If ever there was a truth, now is the hour to rise from sleep; evils are so many and so grave, that we must in no way suffer to sleep any longer. Don’t you know “if a Pater Familias, should watch on every side when the thief comes, will he permit his house to be despoiled?” Woe unto me! Every place is full of heretics, as many thieves and robbers who go out to the world, who plot against fortunes, and soul and body! There have never been so many portents, so many monstrosities of heresies and sects. The well of the abyss is open, and again are called to mind the Arians, Sabelianists, Nestorians, Pelagians, Manicheans, and who at length can we not name? We see perishing before our eyes Gaul, Germany, Poland, Bohemia, England, Holland, Zeeland, Flanders, and still we are not awake? We see the burnings of nearby houses, we hear the daily slaughters, the sackings, and desecrations of churches, we fear the swellings and seditions and yet we are sleeping? The rod of the Lord’s fury is awake, and threatens pestilence, inundations, scarcity, and if this will come up short, believe me, even war and the Lord’s rod will not sleep until we will awake.
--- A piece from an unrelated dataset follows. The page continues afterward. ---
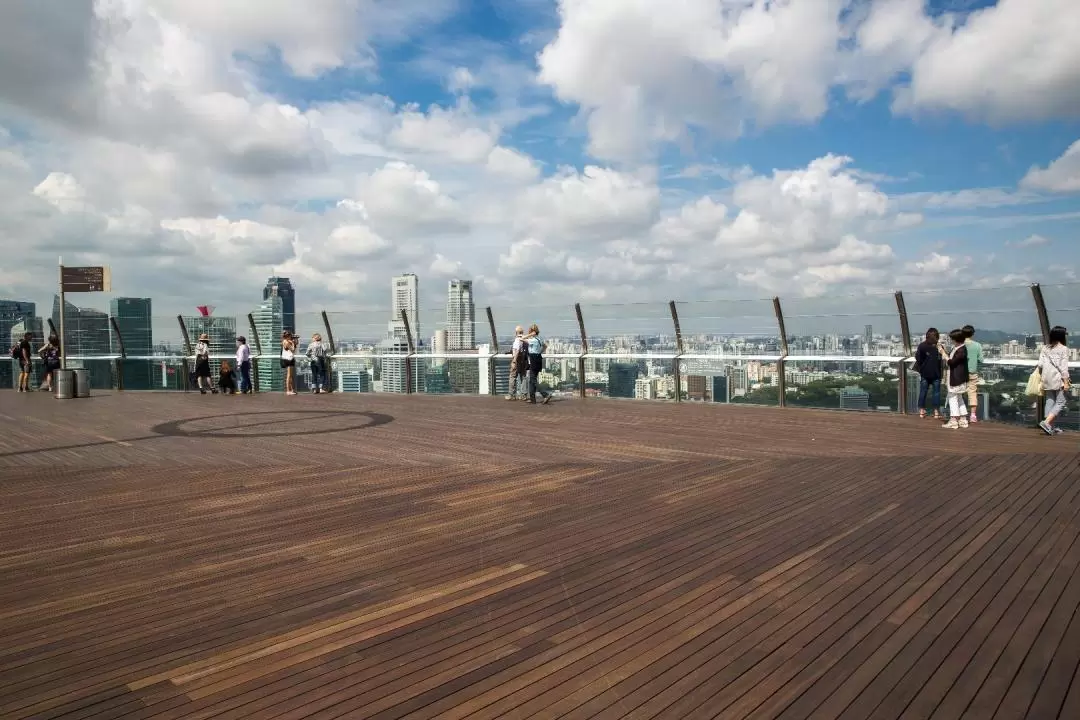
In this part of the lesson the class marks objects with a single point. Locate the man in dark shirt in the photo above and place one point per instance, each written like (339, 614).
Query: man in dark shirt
(25, 353)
Then indeed, the rod watches, when men sleep, and then sleeps, when men are awake. Therefore, O very good students, lest we be woken up too late, unless we recline more industriously in the business of salvation, unless we mend our ways, unless zeal for God’s honor also inflames us for the salvation of souls, rightly I preach to you, though we are Christians, faith will recede, it will seek better places, indeed the light will be extinguished, which is in you, “All décor has gone out from daughter Sion.” For when so many goods, such great things, such a multiplicity invites us, but the wicked things which surround us press on, even they challenge us to go out from the world, let us act virtuously from necessity, let us spurn the world, before we are spurned by the world: let us flee from the age, before the world should flee from us. Let us hasten to God, before we are snatched up by the devil. Thus Christ will cause us to be happy on earth and blessed in heaven, He who is blessed in ages of ages. Amen.
1 There is a pun St. Robert is employing here that is lost in English. Cancer, cancri (m) in Latin means a crab, and it is also the name of a constellation which is in the south sky at night, so as a result the word “cancer” also comes to mean “south”, so not only do stupid men walk backwards, they walk away from the south where the noon-day sun (Christ) is. -Translator’s note.